Quand l'imagination déborde
La chienlit paranoïaque foisonne sur tous les terreaux. Les attentats du 11 septembre 2001 ont déjà engendré des dizaines de divagations, dont celles dites du LIHOP («Let it happen on purpose») et du MIHOP («Make it happen on purpose»). Certaines élucubrations plus anodines peuvent même s'avérer divertissantes. Après tout, les idées «soucoupistes» ont alimenté les films E.T. comme la série X-Files.

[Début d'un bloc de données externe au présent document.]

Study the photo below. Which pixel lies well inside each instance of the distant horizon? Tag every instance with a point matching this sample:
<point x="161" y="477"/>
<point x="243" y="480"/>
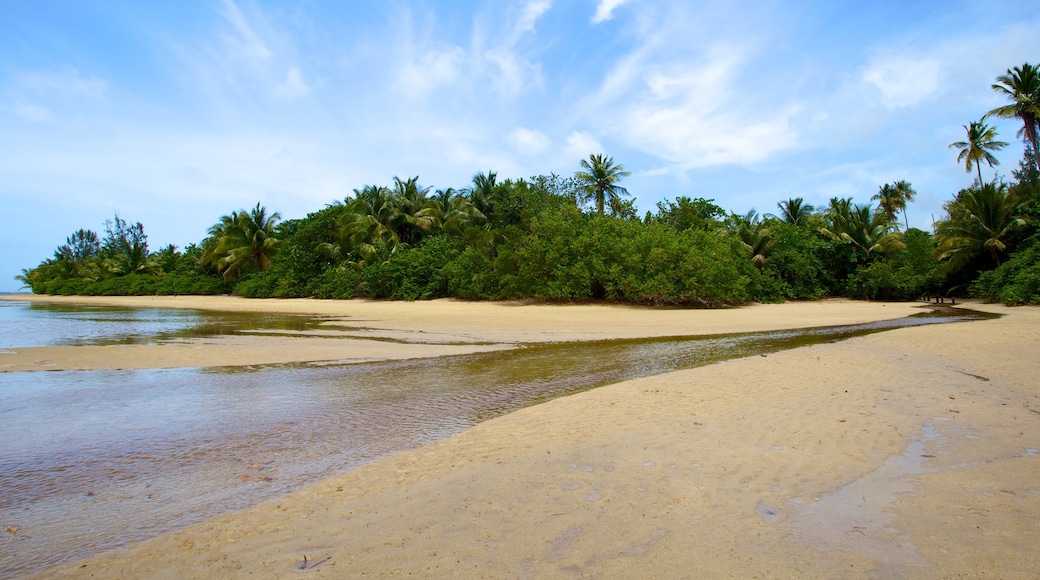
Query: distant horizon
<point x="174" y="115"/>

«C'est une période faste», reconnaît le spécialiste, qui mentionne aussi la mort de la princesse Diana et l'assassinat du président Kennedy comme grands bassins de gestation des théories du complot. «Dans un sens, toute analyse politique tente d'expliquer le mensonge et les forces plus ou moins obscures gouvernant notre monde. Machiavel enseignait au prince comment comploter. Le marxisme a engendré des grands délires meurtriers. Maintenant, dans nos sociétés démocratiques, l'imagination déborde de partout.»
L'Amérique qui se suspecte
Avec des nuances régionales ou culturelles toutefois. Les États-Unis, le nouveau centre du monde, s'imposent aussi comme mère de toutes les «dietrologies». «Tout ce que fait l'Amérique est susceptible d'alimenter l'idée d'une conspiration partout dans le monde. Mieux, l'Amérique se suspecte elle-même depuis toujours.» La spirale infernale interprétative peut même féconder ses propres démons réels, comme l'a montré l'attentat d'Oklahoma City (168 morts et 800 blessés en 1995), un acte terroriste nourri des théories débiles du Patriot Movement. Parfois, tout le désert du Proche-Orient semble imbibé de faussetés et de niaiseries potentiellement meurtrières relayées par la rue comme par les écoles religieuses.
«La théorie du complot met en évidence une certaine dualité humaine, dit alors le professeur, en élargissant la perspective. D'abord, elle parle d'une certaine peur de l'autorité. La position classique dit qu'au fond, le gouvernement ne dirige pas vraiment, que des puissances obscures gouvernent. Ensuite, dans notre monde en perte de confiance vis-à-vis de lui-même, du futur et des grands principes, ces analyses proposent l'idée réconfortante que quelqu'un dirige, même si c'est une force obscure. Elles organisent ce qui paraît nébuleux et aléatoire. Elles redonnent un peu de sens à ce qui en manque.»
Tout peut être remis en cause
La vitesse de réaction et de diffusion l'étonne de plus en plus, Internet permettant de vaticiner à qui mieux mieux et de relier les intrigants entre eux. Près d'un Américain sur deux met en doute les thèses officielles sur les attentats de New York et Washington. Étrangement, ici comme ailleurs, les gens ne font plus confiance aux figures traditionnelles de l'autorité (scientifiques, juridiques, etc.), mais ils peuvent gober n'importe quelle niaiserie glanée sur un site obscur.
«On vit dans une culture de la conspiration parce que tout peut être remis en cause, l'importance du vin dans une saine alimentation comme la tendance des changements climatiques. L'incertitude engendre le soupçon. Le soupçon mène à la conspiration. Internet amplifie cet effet en permettant à chacun de jouer au détective, en allant d'un site à l'autre, avec le sentiment d'effectuer une démarche intellectuelle.»
Le professeur Spark cite finalement l'astronome Carl Sagan, qui vantait l'importance d'avoir l'esprit ouvert mais pas au point de laisser choir son cerveau. «Le problème réside moins dans le fait de croire que dans celui de croire n'importe quoi. En même temps, je veux le répéter, je ne suis pas certain que les gens croient aux théories du complot comme on le pense. On ne peut pas croire toutes ces choses, se lever le matin et continuer comme si de rien n'était. C'est souvent une sorte de divertissement sans conséquences. Il faut toutefois se garder une capacité de critiquer et de juger.»